Falta de remédios para asma e demais doenças pulmonares no Hospital Octávio Mangabeira preocupa pacientes

Remédios já estão em falta há mais de um ano

HEOM

Foto: Varela Notícias

Segundo uma das leis de Murphy, nada é tão ruim que não possa piorar. É justamente o que está acontecendo com a saúde da Bahia. Referência no tratamento de doenças respiratórias, o Hospital Especializado Octávio Mangabeira, no bairro do Pau Miúdo, em Salvador, abriga uma farmácia de alto custo bancada pela Secretaria de Saúde do Estado (Sesab). O local se tornou alvo de denúncias por pacientes dos programas para o Controle da Asma (ProAr) e de Doença Pulmonar Obstrutiva Crônica (DPOC), que reclamam da falta de remédios essenciais para o tratamento dessas enfermidades.

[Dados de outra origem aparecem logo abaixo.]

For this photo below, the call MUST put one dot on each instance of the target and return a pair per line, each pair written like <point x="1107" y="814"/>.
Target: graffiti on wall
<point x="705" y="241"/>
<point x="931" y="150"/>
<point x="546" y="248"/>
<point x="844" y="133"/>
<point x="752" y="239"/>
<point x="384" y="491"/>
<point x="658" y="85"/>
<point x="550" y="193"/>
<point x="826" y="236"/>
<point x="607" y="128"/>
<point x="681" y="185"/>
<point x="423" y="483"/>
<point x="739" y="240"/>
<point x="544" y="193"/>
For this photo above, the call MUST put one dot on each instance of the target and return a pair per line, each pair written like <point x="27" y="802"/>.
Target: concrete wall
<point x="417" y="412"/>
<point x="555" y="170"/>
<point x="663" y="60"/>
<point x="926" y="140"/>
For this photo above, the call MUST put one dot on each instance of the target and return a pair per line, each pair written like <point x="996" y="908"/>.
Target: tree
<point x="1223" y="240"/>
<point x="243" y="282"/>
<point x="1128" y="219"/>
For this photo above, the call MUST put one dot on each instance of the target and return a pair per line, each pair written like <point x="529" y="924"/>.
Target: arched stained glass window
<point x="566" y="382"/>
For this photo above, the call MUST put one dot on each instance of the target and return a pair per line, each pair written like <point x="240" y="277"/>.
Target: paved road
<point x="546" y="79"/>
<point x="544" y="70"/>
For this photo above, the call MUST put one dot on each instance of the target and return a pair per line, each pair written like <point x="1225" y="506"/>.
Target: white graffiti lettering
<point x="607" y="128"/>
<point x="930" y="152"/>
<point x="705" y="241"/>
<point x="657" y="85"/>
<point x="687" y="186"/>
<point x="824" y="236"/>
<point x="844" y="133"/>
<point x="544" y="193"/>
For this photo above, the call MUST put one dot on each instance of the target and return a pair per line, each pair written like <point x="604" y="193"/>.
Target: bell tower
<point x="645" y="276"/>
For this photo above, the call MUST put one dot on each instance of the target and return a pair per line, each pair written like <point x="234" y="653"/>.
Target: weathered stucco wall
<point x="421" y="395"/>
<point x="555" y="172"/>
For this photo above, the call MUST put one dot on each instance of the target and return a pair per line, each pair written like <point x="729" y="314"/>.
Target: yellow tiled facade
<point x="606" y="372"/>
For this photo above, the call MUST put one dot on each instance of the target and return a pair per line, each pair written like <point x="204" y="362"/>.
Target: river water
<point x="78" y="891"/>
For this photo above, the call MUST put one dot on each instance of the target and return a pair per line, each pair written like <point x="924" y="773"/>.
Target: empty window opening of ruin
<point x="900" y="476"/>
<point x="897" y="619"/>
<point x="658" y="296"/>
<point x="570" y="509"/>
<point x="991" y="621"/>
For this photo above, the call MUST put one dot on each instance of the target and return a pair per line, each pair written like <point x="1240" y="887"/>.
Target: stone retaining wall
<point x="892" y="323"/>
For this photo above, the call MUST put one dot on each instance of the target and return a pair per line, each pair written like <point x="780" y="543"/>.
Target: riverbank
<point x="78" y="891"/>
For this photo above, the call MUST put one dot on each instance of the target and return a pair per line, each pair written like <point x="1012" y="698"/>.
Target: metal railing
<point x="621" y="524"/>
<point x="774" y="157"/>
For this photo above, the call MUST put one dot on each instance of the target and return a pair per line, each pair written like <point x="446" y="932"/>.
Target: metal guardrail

Usuários se queixam que os fármacos já estão em falta há muito tempo no estoque da farmácia, o que prejudica a reabilitação de pacientes. “Eu moro em Paripe, já vim aqui duas vezes buscar o Foraseq para tratar a asma, e eles dizem que está em falta e ficam mandando a gente ligar para saber se já chegou”, relatou o senhor Valter Viana, de 54 anos.

 

Outro paciente que preferiu não se identificar disse que, além de prejuízo a saúde, ele também sofre com o prejuízo financeiro, já que tem que viajar para buscar os medicamentos:  “Estou aguardando o remédio, venho de Serrinha pra pegar esse remédio e quando chego aqui eles dizem que está em falta, que está para chegar, mas nunca chega”.

De acordo com informações obtidas pelo Varela Notícias, medicamentos como Alenia e Foraseq para o tratamento regular da asma, e o antibiótico Colimicina, já estão em falta há pelo menos um ano. Já o Spiriva que combate a dificuldade respiratória não aparece nas prateleiras da unidade, há cerca de três meses. A informação passada é de que os fármacos não estão sendo repassados pela Sesab.

A reportagem do VN procurou a Secretaria de Saúde da Bahia para os devidos esclarecimentos. O órgão respondeu através de nota que, em relação aos medicamentos solicitados, através da Diretoria de Assistência Farmacêutica (Dasf), “está em processo de regularização dos estoques e que em até 20 dias o problema será resolvido”.